Hardships motivate action
The current situation in Taiz drove Roaa al-Munaifi, a journalism student at the university, to launch an initiative called Madinati (My City).
Al-Munaifi is one of dozens of youth in Taiz who are striving to change the deteriorating reality in the governorate by adopting grassroots initiatives. Above all, these young people want to contribute to mitigating the damage caused by the ongoing war.

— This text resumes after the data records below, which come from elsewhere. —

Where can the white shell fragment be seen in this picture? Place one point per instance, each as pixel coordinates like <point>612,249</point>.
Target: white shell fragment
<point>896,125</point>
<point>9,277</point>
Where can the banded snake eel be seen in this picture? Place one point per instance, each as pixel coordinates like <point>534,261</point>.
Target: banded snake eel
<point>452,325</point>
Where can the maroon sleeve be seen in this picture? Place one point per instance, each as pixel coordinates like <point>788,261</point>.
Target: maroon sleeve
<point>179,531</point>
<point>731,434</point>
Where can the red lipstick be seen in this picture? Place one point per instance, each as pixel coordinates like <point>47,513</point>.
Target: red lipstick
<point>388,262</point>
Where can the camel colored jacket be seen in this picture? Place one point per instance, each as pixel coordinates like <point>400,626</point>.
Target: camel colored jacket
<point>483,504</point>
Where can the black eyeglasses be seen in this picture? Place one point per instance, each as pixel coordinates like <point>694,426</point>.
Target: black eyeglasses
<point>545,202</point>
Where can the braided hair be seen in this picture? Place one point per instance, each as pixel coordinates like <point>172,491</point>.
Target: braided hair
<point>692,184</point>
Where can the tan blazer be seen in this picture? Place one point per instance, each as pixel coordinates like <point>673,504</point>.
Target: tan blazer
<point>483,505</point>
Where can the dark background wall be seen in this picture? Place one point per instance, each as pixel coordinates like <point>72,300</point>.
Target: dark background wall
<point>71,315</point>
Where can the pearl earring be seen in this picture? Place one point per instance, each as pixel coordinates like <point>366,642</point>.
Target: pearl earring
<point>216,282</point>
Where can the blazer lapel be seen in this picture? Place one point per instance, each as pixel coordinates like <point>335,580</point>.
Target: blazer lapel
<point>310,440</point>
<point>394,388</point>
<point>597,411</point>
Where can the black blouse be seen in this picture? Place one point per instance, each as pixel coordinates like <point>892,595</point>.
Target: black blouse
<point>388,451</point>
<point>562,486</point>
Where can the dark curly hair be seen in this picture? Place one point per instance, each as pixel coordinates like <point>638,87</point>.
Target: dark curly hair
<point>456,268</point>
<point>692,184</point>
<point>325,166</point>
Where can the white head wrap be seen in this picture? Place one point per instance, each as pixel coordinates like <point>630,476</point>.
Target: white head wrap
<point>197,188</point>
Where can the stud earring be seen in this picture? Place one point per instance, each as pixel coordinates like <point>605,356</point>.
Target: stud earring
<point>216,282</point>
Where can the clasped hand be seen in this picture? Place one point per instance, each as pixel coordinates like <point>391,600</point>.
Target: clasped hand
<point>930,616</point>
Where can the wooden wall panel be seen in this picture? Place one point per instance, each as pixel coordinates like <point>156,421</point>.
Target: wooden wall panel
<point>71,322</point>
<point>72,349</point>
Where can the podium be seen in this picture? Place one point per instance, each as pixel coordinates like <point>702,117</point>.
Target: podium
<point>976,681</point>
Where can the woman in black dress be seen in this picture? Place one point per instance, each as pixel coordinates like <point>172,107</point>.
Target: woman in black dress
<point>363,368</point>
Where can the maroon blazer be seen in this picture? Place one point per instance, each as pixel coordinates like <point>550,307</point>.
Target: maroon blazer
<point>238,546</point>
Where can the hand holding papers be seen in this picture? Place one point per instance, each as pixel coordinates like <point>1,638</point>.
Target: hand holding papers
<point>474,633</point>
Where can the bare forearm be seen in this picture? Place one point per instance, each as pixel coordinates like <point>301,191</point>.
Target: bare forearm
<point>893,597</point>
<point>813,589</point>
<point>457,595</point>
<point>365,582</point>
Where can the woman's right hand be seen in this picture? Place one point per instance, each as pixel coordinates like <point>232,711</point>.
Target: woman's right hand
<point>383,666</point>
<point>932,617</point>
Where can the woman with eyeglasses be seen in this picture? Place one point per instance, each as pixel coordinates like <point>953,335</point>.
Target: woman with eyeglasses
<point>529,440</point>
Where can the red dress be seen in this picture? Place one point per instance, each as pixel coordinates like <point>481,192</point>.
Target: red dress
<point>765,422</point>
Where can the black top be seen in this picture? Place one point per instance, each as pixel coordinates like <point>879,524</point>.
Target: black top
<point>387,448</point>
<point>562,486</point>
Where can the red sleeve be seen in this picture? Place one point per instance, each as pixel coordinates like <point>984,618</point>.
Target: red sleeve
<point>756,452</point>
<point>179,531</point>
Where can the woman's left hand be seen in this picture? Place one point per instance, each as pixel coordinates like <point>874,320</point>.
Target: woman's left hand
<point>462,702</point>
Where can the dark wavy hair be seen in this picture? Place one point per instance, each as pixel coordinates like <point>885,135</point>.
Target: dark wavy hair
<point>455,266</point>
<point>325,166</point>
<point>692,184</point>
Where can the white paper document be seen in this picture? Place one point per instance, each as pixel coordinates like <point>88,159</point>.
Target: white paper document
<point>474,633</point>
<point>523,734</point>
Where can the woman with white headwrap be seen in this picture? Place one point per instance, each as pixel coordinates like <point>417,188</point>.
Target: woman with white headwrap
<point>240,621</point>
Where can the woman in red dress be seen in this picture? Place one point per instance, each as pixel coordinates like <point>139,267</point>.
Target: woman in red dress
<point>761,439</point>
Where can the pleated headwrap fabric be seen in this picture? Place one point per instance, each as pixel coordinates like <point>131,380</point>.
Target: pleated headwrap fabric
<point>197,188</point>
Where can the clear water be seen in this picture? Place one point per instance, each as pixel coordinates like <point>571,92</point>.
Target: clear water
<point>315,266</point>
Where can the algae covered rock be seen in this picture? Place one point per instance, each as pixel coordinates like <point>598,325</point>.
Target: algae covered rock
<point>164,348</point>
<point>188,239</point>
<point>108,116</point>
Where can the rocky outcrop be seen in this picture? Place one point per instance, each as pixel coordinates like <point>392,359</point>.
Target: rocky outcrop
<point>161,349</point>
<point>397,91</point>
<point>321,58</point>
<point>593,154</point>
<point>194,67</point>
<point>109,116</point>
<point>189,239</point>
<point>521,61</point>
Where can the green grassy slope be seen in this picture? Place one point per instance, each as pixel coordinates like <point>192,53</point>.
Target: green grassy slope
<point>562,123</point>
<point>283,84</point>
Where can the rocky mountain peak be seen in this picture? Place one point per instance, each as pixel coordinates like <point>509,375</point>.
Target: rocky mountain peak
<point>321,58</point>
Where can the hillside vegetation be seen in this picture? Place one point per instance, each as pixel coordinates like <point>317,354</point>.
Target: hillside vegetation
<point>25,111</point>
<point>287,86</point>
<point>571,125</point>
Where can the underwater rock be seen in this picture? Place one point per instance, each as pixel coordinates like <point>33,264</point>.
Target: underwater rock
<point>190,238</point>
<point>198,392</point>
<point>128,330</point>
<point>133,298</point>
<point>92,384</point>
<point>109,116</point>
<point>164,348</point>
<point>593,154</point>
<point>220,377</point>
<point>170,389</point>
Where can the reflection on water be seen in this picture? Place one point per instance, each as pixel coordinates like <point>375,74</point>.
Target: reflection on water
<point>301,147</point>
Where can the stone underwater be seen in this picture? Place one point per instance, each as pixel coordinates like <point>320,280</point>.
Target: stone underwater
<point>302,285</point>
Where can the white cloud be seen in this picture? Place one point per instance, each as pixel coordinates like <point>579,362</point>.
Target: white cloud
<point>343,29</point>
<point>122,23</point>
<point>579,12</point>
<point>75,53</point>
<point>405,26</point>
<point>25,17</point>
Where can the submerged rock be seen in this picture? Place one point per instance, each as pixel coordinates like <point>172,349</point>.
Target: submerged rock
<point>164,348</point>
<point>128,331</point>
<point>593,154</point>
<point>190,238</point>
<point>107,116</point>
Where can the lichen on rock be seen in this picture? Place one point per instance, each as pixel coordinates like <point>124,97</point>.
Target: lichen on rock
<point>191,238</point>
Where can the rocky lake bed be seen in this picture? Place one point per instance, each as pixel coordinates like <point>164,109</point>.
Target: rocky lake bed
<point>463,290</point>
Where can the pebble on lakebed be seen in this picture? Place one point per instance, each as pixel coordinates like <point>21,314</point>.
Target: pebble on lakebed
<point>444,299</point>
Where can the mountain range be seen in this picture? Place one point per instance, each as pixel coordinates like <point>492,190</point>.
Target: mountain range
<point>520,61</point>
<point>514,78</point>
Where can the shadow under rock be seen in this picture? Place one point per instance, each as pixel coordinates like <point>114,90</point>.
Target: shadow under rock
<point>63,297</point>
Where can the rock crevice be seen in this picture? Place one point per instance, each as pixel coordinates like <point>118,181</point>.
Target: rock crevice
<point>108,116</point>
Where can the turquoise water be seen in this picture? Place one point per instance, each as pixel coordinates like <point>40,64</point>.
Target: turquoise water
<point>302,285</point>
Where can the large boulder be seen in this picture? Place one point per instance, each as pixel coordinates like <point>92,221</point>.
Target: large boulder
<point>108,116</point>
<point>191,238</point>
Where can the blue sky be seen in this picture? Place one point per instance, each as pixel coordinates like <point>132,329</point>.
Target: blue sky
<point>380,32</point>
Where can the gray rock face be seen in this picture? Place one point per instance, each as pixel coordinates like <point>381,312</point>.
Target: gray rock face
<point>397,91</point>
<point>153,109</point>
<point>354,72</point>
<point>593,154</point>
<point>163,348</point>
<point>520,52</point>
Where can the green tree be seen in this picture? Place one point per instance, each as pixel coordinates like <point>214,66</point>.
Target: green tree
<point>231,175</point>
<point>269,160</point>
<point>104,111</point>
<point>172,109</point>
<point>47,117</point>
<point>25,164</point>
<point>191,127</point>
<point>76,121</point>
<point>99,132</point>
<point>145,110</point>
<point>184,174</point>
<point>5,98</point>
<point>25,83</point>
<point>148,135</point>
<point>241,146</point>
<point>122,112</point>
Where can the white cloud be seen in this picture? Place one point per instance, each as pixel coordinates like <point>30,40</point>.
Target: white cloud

In conversation with al-Madaniya, al-Munaifi explained that the campaign she intends to launch aims at restoring optimism to the people of Taiz. This will be carried out through cleaning campaigns and beautification of the streets. With this initiative, trees will be planted, walls will be colored, and murals will be painted alongside motivational phrases.
Support for continuity
Ever since bullets and missiles started flying over Taiz, many recreational aspects of life in the city have disappeared. The initiatives were the only respite for those who were able to benefit from them. The increasing rate of poverty has affected people materially and emotionally, with the community gradually losing their sense of hope.
Walid al-Ja’our, a youth activist, believes that these new initiatives come at a time when society is in dire need of efforts to prevent it from an otherwise catastrophic collapse. Today the war has caused most humanitarian and volunteer organizations to stop their activities.
“The youthful zeal and enthusiasm of the people of Taiz has had a great impact. It has contributed to bridging the humanitarian needs gap in many aspects of relief and medicine”, al-Ja’our explained. These hardships have clearly highlighted the effectiveness of Yemeni youth. They have demonstrated a spirit of vitality and empathy. Their presence has been influential in Yemen in general, and in Taiz, a city facing siege and ground battles, in particular.
According to al-Ja’our, what distinguishes youth initiatives is that they are diverse and all embracing – they have an ability to overcome many challenges, difficulties and material constraints.
At the end of our conversation, al-Ja’our called on the various institutions and international and local organizations to contribute to the development, institutionalization and support of individual youth initiatives. He stressed the need to train youth leaders to enable them to grow and develop long-term active organizations that are capable of operating under legal and international standards. This will enable these initiatives to become sustainable voluntary entities that contribute to building the Yemeni society in all areas of need.